Concernant le rapport des soignants à la contention, il y a beaucoup à dire. En effet, en fonction du type de soignants (psychiatre, médecin, infirmier, aide-soignant) et du type de patient concerné par la contention (patient âgé, patient en crise psychique, patient alcoolique, etc.), ce rapport varie. Disons d’abord grossièrement que la contention est d’autant plus difficilement supportable par les soignants qu’elle concerne ce que nous avons appelé, plus haut, les «patients-déchets». En procédant à une contention auprès de ces patients, les soignants se sentent menacés dans leur identité professionnelle puisque l’opération leur apparaît alors plutôt comme une mesure sécuritaire ou policière que comme une pratique soignante535. Sans doute la notion de « sale boulot », que Dominique Lhuilier emprunte à l’Ecole de Chicago (E.C. Hughes)536, nous permettra-t-elle de bien saisir ce qui est en jeu à la fois psychiquement et socialement pour les soignants quand ils ont à mettre en œuvre cette pratique spécifique qui consiste à immobiliser un patient sur son lit, au moyen de liens en tissu ou en cuir, pour garantir sa sécurité et/ou celle du service d’urgence.
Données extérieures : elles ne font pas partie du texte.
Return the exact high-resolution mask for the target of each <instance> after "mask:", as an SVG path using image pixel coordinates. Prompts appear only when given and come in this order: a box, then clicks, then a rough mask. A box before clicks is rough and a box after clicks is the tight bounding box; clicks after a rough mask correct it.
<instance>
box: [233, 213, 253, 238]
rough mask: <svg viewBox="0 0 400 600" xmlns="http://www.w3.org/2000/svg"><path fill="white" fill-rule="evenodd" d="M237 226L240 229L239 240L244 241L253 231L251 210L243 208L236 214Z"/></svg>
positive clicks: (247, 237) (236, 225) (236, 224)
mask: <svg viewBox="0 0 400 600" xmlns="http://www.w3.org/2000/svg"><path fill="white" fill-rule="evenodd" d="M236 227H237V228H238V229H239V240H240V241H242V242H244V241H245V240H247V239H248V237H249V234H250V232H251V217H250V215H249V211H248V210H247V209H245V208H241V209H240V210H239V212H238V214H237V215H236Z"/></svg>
Mais avant de développer cette notion, on peut d’ores et déjà dire que lors de la contention, particulièrement celle d’un « patient-déchet », les soignants, appelés à mettre en œuvre un acte, n’ont plus le loisir de se réfugier derrière les constructions imaginaires défensives que nous avons décrites plus haut (métaphores excrémentielles, etc.). Ils sont acculés à rencontrer le réel et une forme d’incarnation du déchet qu’ils tentent pourtant d’éviter en permanence. En fait, quand elle est mise en œuvre dans un contexte psychiatrique, la contention concerne presque par définition un « patient-déchet ». C’est parce qu’il se manifeste de plus en plus comme déchet de l’institution, reste irréductible, que tel patient finira par être contenu. Inversement, ou plutôt en miroir, c’est le fait que tel patient soit contenu qui l’institue et le désigne, en conséquence, comme patient-déchet. En effet, la décision de contention survient au moment de ce que l’on pourrait appeler une crise majeure 537 de la communication. Ce cas se présente quand, pour le patient et les soignants, toutes les ressources symboliques et imaginaires que nous avons envisagées et décrites depuis le début cette thèse – instauration de lieux de communication, mise en œuvre de l’efficacité symbolique, théâtralisation de la souffrance538 – ont été épuisées au point de rendre impossibles l’instauration de l’échange symbolique et de la reconnaissance intersubjective et sociale. Or, c’est bien l’irréductibilité, la résistance à être pris dans des structures symboliques ou imaginaires, l’impossibilité d’un « recyclage », au fond, qui qualifie le déchet et qui institue le sujet qui répond à de tels critères dans le service d’urgence comme « patient-déchet ».

Notes
534.

On trouvera en annexe le document remis au pavillon N à la suite de l’étude. Nous avons travaillé à partir de huit entretiens, menés sur une période de deux mois, que nous avons retranscrits et analysés selon une méthodologie exposée dans le document. La retranscription des entretiens ne figure pas en annexe car nous étions convenus avec les enquêtés que leur propos ne seraient pas communiqués aux responsables du pavillon N, de manière à ce qu’ils puissent profiter d’une parole la plus libre possible sur un sujet très sensible aux urgences. Bien sûr, on trouve des extraits des retranscriptions dans le corps du document qui viennent en appui de nos analyses.

535.

Peut-être convient-il ici de préciser le contexte de la demande de l’étude dont nous avons parlé et dont sont issues ces considérations. Il s’agissait pour la cadre-infirmier, dans le cadre de « l’évaluation des pratiques professionnelles », de savoir si les formations sur la contention qui avaient été dispensées auprès des infirmiers et aides-soignants s’étaient révélées efficaces, c’est-à-dire si elles avaient réussi à les convaincre de la dimension thérapeutique de la contention.

536.

LHUILIER, Dominique. « Le "sale boulot" ». In Travailler. Février 2005, n°14. Martin Media. Pages 73-98.

537.

Majeure, pour dire exceptionnelle, car, au fond, comme le montre cette thèse, c’est toujours une forme de crise de la communication qui justifie le recours aux urgences psychiatriques.

538.

Respectivement aux chapitres 1, 2 et 3 de cette partie.